Opinion articles provide independent perspectives on key community issues, separate from our newsroom reporting.

Garth Stapley

Online-only Stanislaus State shouldn’t charge full student fees during COVID

Entrance sign at California State University, Stanislaus in Turlock.
Entrance sign at California State University, Stanislaus in Turlock. The Modesto Bee file

A student’s petition to lower fees at COVID-closed Stanislaus State University ended up being among the most successful of its kind in the United States.

Not successful in persuading university officials to actually charge less money — that was never going to happen. But Avery Reed’s online petition snagged more signatures than any among 175 similar efforts across the United States, except at Fullerton State in Southern California and Grand Valley State University in Michigan.

Reed, a 19-year-old Stanislaus State sophomore, told me she wasn’t active in protests while growing up down the road in Turlock. She didn’t learn the ropes from similar anti-fees drives, and didn’t coordinate with them. She just got mad at the idea of paying a lot of fees for services she’ll never receive on a campus closed by COVID-19, and decided to take action.

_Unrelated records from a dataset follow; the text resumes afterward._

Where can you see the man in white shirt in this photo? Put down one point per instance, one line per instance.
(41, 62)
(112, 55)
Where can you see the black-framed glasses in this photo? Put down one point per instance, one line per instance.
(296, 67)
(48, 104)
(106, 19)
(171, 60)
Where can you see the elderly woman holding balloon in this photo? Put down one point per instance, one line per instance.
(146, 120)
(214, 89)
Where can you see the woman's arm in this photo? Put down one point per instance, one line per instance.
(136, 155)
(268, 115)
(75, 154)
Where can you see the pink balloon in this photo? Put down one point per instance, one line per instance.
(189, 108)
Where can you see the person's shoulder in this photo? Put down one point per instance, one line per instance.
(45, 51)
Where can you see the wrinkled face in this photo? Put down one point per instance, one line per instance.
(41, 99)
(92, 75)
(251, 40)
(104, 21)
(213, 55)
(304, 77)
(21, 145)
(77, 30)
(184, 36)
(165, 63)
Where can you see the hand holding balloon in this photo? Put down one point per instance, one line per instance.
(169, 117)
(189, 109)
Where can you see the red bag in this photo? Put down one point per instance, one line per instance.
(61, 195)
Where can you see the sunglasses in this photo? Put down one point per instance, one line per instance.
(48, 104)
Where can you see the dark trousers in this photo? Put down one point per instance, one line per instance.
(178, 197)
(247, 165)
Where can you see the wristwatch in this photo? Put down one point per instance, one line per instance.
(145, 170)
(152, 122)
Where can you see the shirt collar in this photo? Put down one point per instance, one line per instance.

“I shared it on my Instagram and Twitter pages, and just hoped it (would get) picked up from there,” she said. People retweeted and posted it on other social media, The Modesto Bee featured it in a news report, and as of Wednesday, 5,110 people had signed the petition.

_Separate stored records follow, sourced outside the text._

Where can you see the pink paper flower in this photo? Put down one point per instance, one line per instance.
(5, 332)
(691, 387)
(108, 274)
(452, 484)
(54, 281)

Considering that Stan State’s student population was 10,600 last December, that’s an impressive achievement. It’s hard to get half the people in anything to sign something objecting to government fees or taxes, no matter how unfair.

Opinion

Change.org is hosting at least 175 online student fee petitions, including Reed’s, most related to the coronavirus. Of those, 50 got very little traction, drawing 50 signatures or less, including powerhouses like Wake Forest, Northeastern, Clemson and San Diego State. More than 130,000 people have signed; the average drew 750 signatures.

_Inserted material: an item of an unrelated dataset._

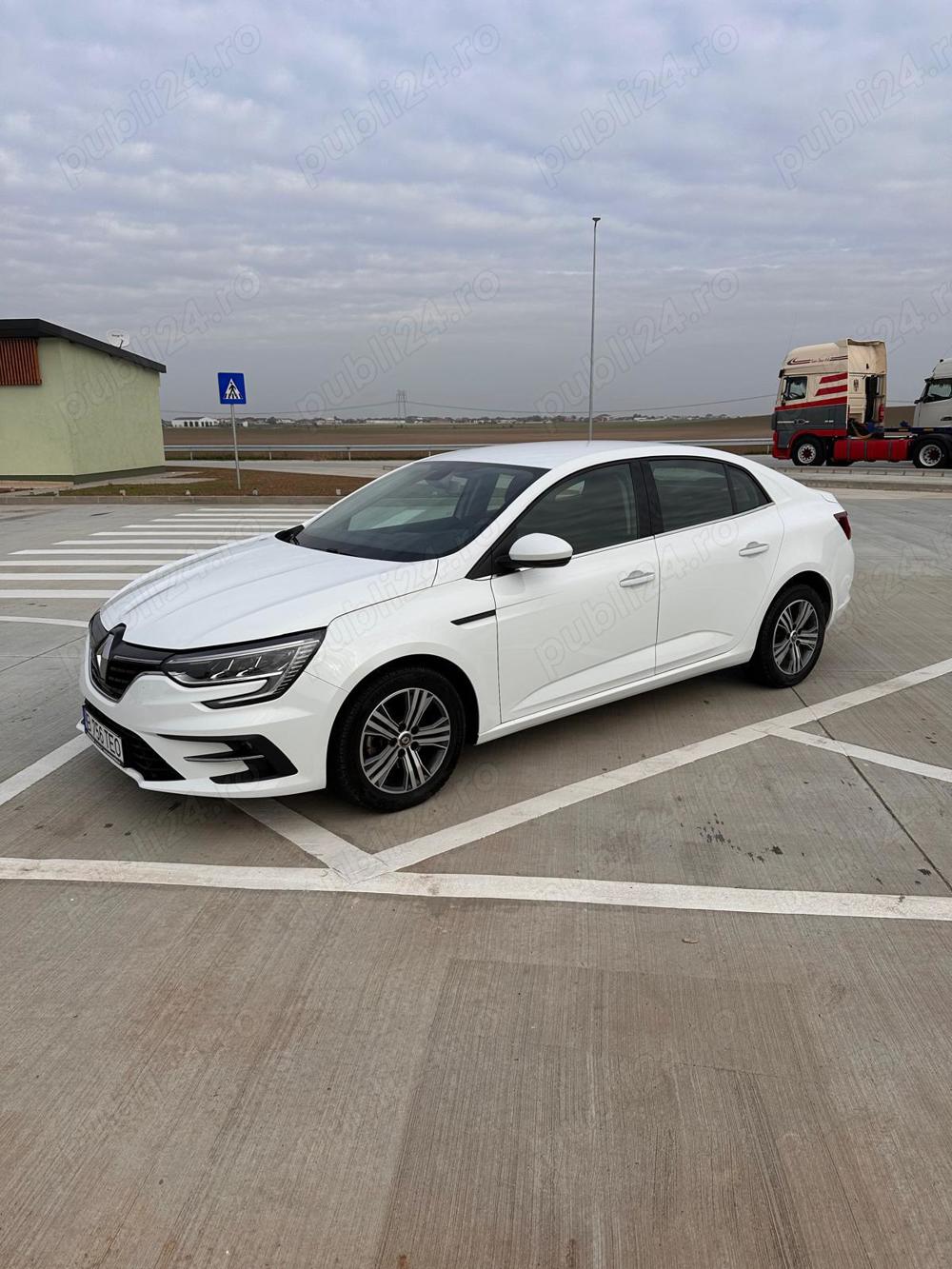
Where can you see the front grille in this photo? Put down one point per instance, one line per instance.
(139, 755)
(125, 664)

So Reed’s results are impressive.

But of course, it didn’t work. A few weeks ago, she and thousands of other Stan State students forked over big bucks to not step foot on campus in the fall semester. Online-only classes begin Aug. 24.

Yearly tuition and fees come to about $7,500 for full-time undergraduates at the Turlock campus, according to a CSU system estimator. Included are $1,700 in mandatory fees covering such things as the student center, “materials services and facilities” and “instructionally related activities.” Most students, it seems, won’t see a return on that investment this semester because they won’t be there.

I get the university’s argument that some services continue even though the campus is closed, such as the food pantry, health center and computer center. Students can participate in Zoom exercise classes, and some buildings must be kept in shape for when classes resume. I also understand that most agency budgets are in dire straits from virus-related revenue drops.

But anyone who has been through the college experience knows how hard life as a starving student can be. Many are newly out on their own, without the financial or emotional support they’d enjoyed at home, and some are desperately poor.

Full disclosure: I got a graduate degree at Stan State in 1992, enjoyed my time there and will forever be grateful for knowledge gained and relationships forged. My wife and I became parents just before my last semester, and I joined the staff of The Modesto Bee soon after.

California laws spelling out what the government can and can’t charge have become increasingly clear in recent times, and the basic rule makes good sense: They can’t charge us taxpayers for services we don’t receive. If a student never steps foot on campus, she should not have to pay the same amount she would if she came to school every day.

The CSU system’s policy says fees can be refunded in “exceptional circumstances” when it can be shown “that the fees and tuition were not earned by the University.”

If a pandemic shutting down campuses — and many restaurants, stores and other businesses, affecting nearly every soul across the globe — doesn’t qualify as exceptional circumstances, what ever would?

Garth Stapley
Opinion Contributor,
The Modesto Bee
Garth Stapley is The Modesto Bee’s Opinions page editor. Before this assignment, he worked 25 years as a Bee reporter, covering local government agencies and the high-profile murder case of Scott and Laci Peterson.